I Golosi won an award for best wine list in 2006, and also sells high-quality groceries and prepared food to take away. The tiny bottles of quarter-century-old balsamic vinegar, thick and black as engine oil, for example, are priced in inverse proportion to the size of the bottles. The restaurant’s look and feel are reminiscent of a smart Italian enoteca with an eye for designer decor.

My last visit began with a warm salad of cuttlefish and beans with salsa verde. The beans were the French equivalent of cannellini beans, i.e., cocos de Paimpol, from a lovely little town on the Breton coast. The cuttlefish was tender, as were the beans, and the salsa verde had us slowly sipping to identify the ingredients (my companion with the brilliant taste buds noticed the hint of mint), before we mopped up the remainder with bread, to the evident pleasure of our Romanian waitress. The other starter was a generous plate of properly thin Parma ham, aged for 24 months and served at room temperature so that it developed all its flavors. It had that paradoxical combination of an almost crunchy yet smooth texture. Addictive.
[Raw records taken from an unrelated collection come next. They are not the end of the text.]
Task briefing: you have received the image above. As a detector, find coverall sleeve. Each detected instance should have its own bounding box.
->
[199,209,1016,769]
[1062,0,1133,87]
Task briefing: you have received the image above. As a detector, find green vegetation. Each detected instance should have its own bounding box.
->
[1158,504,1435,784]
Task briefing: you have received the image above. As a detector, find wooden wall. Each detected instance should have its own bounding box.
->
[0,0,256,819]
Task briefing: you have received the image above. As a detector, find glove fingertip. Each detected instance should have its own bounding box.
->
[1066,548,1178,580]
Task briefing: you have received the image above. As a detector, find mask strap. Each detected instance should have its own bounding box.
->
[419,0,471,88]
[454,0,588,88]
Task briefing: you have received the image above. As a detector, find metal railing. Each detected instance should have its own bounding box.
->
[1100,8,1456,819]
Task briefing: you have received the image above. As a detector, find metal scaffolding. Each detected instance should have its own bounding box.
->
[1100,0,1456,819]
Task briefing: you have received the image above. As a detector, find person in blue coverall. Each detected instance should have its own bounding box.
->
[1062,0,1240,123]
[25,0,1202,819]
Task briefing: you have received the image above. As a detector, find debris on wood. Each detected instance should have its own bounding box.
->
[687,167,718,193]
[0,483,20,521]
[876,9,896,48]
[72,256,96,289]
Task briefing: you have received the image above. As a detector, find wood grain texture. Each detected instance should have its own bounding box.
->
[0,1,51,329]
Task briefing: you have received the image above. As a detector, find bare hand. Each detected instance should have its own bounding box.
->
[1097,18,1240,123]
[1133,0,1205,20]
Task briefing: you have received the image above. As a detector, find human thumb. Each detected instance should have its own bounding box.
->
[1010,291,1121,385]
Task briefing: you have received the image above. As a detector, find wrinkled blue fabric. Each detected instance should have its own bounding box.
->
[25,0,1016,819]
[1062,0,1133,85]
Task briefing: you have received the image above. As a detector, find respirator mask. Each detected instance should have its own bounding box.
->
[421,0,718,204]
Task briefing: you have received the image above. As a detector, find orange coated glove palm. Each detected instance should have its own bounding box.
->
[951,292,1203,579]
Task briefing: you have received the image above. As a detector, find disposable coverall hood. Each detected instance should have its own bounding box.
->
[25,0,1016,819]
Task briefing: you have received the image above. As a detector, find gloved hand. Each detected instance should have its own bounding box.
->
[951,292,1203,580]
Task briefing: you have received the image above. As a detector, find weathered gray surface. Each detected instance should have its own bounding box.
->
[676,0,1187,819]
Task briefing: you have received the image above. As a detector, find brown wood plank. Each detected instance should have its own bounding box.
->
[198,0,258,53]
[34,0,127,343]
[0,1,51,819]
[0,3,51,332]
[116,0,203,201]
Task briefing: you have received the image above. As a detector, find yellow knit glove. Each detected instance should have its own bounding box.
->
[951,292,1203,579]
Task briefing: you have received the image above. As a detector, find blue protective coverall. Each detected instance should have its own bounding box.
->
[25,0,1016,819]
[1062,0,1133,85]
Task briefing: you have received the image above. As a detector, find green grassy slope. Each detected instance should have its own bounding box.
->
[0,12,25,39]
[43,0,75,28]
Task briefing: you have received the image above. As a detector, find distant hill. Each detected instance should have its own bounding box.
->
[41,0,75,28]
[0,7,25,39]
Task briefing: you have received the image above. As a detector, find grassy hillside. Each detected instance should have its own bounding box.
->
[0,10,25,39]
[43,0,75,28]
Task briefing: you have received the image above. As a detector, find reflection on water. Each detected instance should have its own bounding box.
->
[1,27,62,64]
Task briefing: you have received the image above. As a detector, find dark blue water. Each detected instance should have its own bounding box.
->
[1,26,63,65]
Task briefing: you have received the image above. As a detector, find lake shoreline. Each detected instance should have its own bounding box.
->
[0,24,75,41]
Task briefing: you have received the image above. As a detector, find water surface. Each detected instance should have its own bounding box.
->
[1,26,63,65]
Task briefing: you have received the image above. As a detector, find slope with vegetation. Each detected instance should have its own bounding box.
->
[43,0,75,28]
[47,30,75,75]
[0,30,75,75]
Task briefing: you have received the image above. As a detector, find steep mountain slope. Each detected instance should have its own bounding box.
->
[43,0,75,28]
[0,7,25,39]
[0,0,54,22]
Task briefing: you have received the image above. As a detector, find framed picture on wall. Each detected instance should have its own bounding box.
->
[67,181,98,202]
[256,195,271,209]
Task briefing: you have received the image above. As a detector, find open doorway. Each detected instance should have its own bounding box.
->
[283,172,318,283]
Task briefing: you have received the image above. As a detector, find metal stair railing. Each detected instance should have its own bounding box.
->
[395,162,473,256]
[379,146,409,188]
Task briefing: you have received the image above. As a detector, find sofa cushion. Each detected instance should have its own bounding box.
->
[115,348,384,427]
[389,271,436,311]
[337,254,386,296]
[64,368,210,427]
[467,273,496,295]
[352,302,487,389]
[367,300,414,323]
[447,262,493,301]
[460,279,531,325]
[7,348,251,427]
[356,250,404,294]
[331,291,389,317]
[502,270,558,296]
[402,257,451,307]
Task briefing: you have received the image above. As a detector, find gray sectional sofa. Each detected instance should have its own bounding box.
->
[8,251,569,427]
Next came two pasta dishes: linguine sautéed with lobster, and pappardelle with a veal and white truffle sauce. The expensive ingredients were well worth the price. My profoundly rewarding veal and truffle sauce was layered with complexity, while the light, unobtrusive sauce on the linguine left the delicacy of the generous chunks of lobster meat perfectly intact.

Desserts were pesche gratinate agli amaretti (baked peaches with a topping of crushed amaretti biscuits) and pannacotta, the Italian equivalent of crème caramel. What struck me here was the reduced amount of sugar. The amaretti cut the acidity of the lightly cooked peach, letting the almond taste came through in a perfect major chord with the fruit. The pannacotta was stunning too, with a thick caramel sauce verging on bitterness, and the cream itself given added depth with hints of vanilla. The ingredients were of top quality and the cooking perfect.

We drank the cheaper of the two white wines on offer, a Verdicchio dei Castelli di Jesi (Le Vaglie) from the Marches – made on the lees like a good French muscadet. It formed a lovely, crisp complement to every part of the meal and was an excellent value at €26.

Richard Hesse

I Golosi: 6, rue de la Grange Batelière, 75009 Paris. Open Monday-Friday for lunch and dinner, Saturday for lunch only. Closed Sunday. Around €50 euros (not including wine). Métro: Richelieu Drouot or Grands Boulevards. Nearest Vélib: 20 rue de la Grange Batelière. www.igolosi.com

*If you’re passing through Venice, you could try any of the following restaurants, all of them strong on fish, for a truly scrumptious experience. Prices around €60 a head (this is Venice) without wine:

Hostaria da Franz (in the Castello neighborhood near the entrance to the Biennale): Fondamenta San Guiseppe 754. Tel.: 041 5220861. Maurizio, the maître d’, functions perfectly in five languages.


www.hostariadafranz.com

A la Vecia Cavana (near the Jesuit church at Fondamente Nuove): Rio Terà Santi Apostoli 4624. Tel.: 041 5287106.


www.veciacavana.it

Riviera (on the Zattere, opposite the Hilton Molino Stucky): Dorsoduro 1473.
Tel.: 041 5227621. Closed all day Monday and lunchtime on Wednesday.